Uganda was in a period when it was the first country to do things. People soon came from near and far to watch and learn once URA started posting stellar results. The URA model became a big hit, and today many countries in Africa are doing it better than us.

By that time, Uganda had also done a true first. Museveni was banging on about how a passport was a right, not a favour, and pushed the Ministry of Internal Affairs and the Passport Control Officer to ensure it was so.

A decision was also taken that even people who were fighting the government in the bush, would get passports if their application could get to the Passport office. In this way, rebels like former Milton Obote, Minister of State for Defence Peter Otai, who was leading the rebel Uganda People Army (UPA) from exile, and several others, reportedly applied and got passports.

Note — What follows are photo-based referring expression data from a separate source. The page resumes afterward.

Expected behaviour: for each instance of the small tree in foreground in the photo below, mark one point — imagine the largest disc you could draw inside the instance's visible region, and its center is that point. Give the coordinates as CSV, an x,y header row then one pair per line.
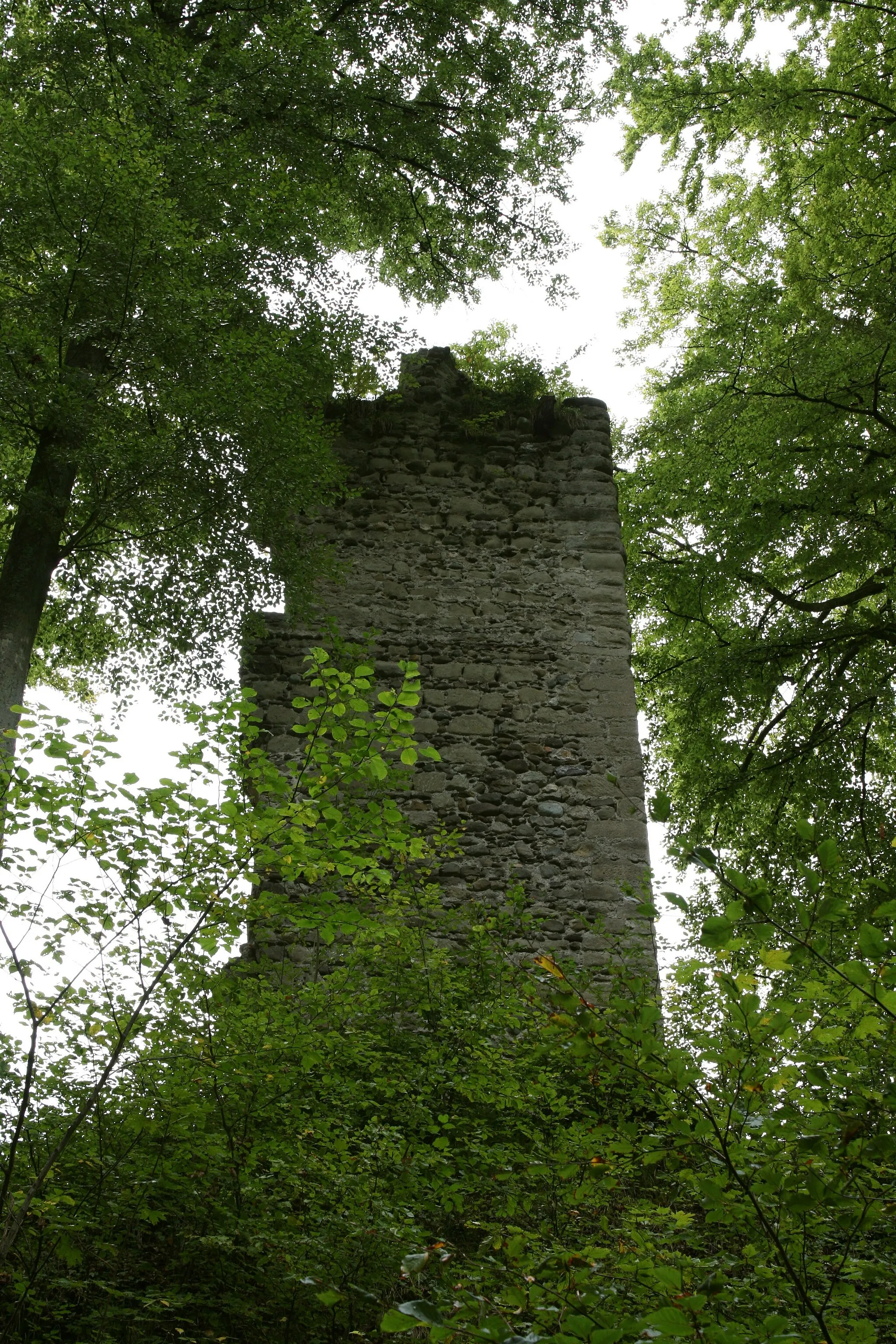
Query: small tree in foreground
x,y
163,882
742,1186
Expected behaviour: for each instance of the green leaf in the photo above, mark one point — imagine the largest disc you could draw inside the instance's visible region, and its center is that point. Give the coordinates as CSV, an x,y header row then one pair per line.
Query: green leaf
x,y
394,1322
828,855
329,1298
578,1326
422,1311
872,943
673,898
660,807
414,1263
671,1322
717,932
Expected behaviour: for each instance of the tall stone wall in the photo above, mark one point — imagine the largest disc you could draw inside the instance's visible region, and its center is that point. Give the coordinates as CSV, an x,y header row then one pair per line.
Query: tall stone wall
x,y
495,560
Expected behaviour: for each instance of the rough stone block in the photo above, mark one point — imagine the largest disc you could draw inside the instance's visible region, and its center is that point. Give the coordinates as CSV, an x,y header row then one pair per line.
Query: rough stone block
x,y
516,615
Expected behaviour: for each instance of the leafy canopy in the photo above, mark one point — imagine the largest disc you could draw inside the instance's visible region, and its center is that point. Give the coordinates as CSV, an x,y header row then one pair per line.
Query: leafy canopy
x,y
178,185
758,510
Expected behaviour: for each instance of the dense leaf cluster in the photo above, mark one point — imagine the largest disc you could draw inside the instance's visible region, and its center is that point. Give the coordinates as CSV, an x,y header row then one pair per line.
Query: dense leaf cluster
x,y
758,511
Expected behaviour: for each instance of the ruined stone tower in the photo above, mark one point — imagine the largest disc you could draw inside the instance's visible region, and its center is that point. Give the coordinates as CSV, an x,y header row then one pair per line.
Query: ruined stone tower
x,y
491,553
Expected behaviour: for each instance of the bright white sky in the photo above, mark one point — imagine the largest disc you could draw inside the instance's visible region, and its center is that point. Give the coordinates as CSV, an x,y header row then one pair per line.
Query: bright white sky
x,y
599,186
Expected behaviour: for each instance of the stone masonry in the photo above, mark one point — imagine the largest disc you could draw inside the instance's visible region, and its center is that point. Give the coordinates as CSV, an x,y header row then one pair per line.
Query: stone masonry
x,y
492,554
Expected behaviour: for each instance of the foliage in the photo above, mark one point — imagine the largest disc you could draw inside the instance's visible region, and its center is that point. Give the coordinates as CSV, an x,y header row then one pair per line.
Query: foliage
x,y
178,187
758,510
739,1186
518,377
161,882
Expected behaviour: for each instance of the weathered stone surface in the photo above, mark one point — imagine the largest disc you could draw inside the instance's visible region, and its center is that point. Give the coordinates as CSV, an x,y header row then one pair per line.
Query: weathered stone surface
x,y
497,564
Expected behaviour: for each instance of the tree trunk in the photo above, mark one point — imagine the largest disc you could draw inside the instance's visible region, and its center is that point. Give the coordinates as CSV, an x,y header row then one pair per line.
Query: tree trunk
x,y
29,565
37,536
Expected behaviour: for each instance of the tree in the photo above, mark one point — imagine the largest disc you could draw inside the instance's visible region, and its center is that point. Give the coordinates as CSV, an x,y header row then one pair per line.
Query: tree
x,y
758,510
738,1174
176,185
164,883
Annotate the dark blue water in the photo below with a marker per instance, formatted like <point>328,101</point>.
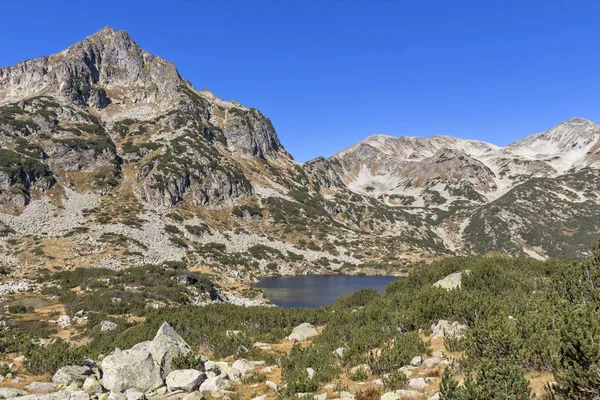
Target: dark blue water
<point>317,290</point>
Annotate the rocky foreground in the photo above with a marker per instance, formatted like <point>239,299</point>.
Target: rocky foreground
<point>148,371</point>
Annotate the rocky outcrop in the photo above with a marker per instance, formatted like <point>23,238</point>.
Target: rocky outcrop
<point>447,328</point>
<point>145,366</point>
<point>303,332</point>
<point>452,281</point>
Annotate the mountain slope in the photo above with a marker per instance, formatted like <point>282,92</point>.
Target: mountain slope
<point>109,158</point>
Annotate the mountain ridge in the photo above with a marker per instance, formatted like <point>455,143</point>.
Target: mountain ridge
<point>109,158</point>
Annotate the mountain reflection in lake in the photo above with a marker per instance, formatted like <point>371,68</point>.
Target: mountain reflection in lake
<point>317,290</point>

It was a move unheard of in Africa at that point. Along with that, Uganda was also the first country in East Africa where the government backed dual citizenship, although, in West Africa, there had been early movers. The list is long. The short of it is that the Uganda government was the African light and doing clever things, hard as that might be to believe today.

There are many things at our land borders where roles have reversed. The Covid-19 protocols are just one example. When you arrive at Malaba today, for example, you take your vaccination certificate to a window in a makeshift health office. You must print it. If you have it on your mobile phone only, there is a business centre-cum-forex bureau nearby. You go there and get it printed. It cost me the equivalent of Kenya Shillings 300. I was horrified, because, in Kenya, it would have cost KSh50-100 to print it, depending on where I did it.

You then take it to a window where it is logged, you get a piece of paper, it is stamped, and on to a second window. It is entered manually in a book. If, like your columnist, you have been nomadic in the recent post-pandemic period, you will be shocked at how Stone Age it all is. The best thing about it, which eases the pain, is the Ugandans manning the stations. Warm and friendly fellows.

So you come to Uganda, and a few days later you return to Kenya. Kenya has just one simple desk, along the route to the immigration counter. No printed paper is necessary. You open the vaccination certificate on your phone, they scan the Quick Response (QR) code, in a few seconds, and you are on your way.

A small thing, yes, but in 1992 Uganda would have been the one doing what Kenya is doing at Malaba, and Kenya was the one bogged down in the old era approach that Uganda has fallen back to.

We have fallen behind as part of the rot that has set in from the decay that happens with a government and leadership that has been in place for nearly four decades and become complacent. Additionally, the calibre of the rank of file in charge of decision and policymaking has deteriorated.

At that time, many in the NRM and the professional class had returned from years of exile, working in global environments, and they were fired up to do world-class things. Today, there are just too many municipal-minded types in control.